Perhaps they had not, because surely, soon, the planes would come. It had been four hours since the observation plane had flown over them.
This hill is truly like a chancre, Sordo thought, and we are the very pus of it.
But we killed many when they made that stupidness.
How could they think that they would take us thus?
They have such modern armament that they lose all their sense with overconfidence.
He had killed the young officer who had led the assault with a grenade that had gone bouncing and rolling down the slope as they came up it, running, bent half over.
In the yellow flash and gray roar of smoke he had seen the officer dive forward to where he lay now like a heavy, broken bundle of old clothing marking the farthest point that the assault had reached.
Sordo looked at this body and then, down the hill, at the others.
They are brave but stupid people, he thought.
But they have sense enough now not to attack us again until the planes come.
Unless, of course, they have a mortar coming.
It would be easy with a mortar.
The mortar was the normal thing and he knew that they would die as soon as a mortar came up, but when he thought of the planes coming up he felt as naked on that hilltop as though all of his clothing and even his skin had been removed.
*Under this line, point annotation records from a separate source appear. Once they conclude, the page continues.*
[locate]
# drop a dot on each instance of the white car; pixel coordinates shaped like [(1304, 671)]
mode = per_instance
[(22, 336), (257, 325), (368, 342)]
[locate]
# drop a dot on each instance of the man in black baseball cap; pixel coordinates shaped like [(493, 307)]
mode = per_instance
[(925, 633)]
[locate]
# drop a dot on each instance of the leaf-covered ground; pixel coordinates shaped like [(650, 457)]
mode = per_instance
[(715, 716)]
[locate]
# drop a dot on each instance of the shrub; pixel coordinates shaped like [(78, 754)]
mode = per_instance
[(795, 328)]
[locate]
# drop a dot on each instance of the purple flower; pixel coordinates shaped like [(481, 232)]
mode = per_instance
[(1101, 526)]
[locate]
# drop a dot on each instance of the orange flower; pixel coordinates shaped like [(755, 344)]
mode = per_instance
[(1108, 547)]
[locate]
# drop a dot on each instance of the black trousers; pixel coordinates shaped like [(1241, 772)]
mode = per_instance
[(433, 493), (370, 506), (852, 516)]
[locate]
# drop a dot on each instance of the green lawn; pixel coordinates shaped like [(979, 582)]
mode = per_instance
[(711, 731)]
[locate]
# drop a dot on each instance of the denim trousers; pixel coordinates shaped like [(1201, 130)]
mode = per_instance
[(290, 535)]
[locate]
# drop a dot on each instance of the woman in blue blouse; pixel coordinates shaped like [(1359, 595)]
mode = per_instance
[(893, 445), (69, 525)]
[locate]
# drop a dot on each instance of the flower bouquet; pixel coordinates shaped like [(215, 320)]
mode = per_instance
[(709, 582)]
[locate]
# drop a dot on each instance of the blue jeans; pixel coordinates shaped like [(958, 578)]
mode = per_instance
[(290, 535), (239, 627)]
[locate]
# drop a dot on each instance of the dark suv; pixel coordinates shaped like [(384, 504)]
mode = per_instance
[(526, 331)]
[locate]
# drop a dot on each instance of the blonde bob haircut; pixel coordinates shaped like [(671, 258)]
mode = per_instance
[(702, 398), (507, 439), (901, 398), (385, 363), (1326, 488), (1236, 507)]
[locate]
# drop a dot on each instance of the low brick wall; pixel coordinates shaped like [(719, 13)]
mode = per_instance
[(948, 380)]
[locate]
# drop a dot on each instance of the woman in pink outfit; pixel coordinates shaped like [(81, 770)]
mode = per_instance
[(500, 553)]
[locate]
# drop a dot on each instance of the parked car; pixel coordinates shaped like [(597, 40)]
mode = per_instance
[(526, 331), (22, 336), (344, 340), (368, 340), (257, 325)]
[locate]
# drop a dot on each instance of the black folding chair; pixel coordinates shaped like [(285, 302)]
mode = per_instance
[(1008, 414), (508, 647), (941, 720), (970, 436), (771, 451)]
There is no nakeder thing than I feel, he thought.
A flayed rabbit is as well covered as a bear in comparison.
But why should they bring planes?
They could get us out of here with a trench mortar easily.
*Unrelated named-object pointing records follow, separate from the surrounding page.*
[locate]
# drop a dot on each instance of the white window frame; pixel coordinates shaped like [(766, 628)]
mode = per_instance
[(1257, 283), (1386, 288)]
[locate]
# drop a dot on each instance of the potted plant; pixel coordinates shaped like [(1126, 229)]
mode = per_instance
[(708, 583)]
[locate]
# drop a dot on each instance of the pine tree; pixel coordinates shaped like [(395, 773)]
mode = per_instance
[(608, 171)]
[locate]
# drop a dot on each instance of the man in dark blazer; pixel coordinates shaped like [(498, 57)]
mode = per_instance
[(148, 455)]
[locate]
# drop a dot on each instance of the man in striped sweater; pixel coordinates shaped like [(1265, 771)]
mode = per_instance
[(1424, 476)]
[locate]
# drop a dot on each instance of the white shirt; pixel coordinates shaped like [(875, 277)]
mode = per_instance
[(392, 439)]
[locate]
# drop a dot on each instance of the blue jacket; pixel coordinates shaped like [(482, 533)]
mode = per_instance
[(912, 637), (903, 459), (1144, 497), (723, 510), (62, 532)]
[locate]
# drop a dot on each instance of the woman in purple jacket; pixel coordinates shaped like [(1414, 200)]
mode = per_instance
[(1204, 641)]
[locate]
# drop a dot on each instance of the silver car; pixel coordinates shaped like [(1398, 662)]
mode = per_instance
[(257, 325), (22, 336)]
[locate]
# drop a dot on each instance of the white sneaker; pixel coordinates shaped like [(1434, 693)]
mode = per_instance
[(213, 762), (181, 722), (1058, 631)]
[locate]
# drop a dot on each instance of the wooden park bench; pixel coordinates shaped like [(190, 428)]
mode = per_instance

They are proud of their planes, though, and they will probably bring them.
Just as they were so proud of their automatic weapons that they made that stupidness.
But undoubtedly they must have sent for a mortar too.
One of the men fired.
Then jerked the bolt and fired again, quickly.
"Save thy cartridges," Sordo said.
"One of the sons of the great whore tried to reach that boulder," the man pointed.
"Did you hit him?" Sordo asked, turning his head with difficulty.
"Nay," the man said.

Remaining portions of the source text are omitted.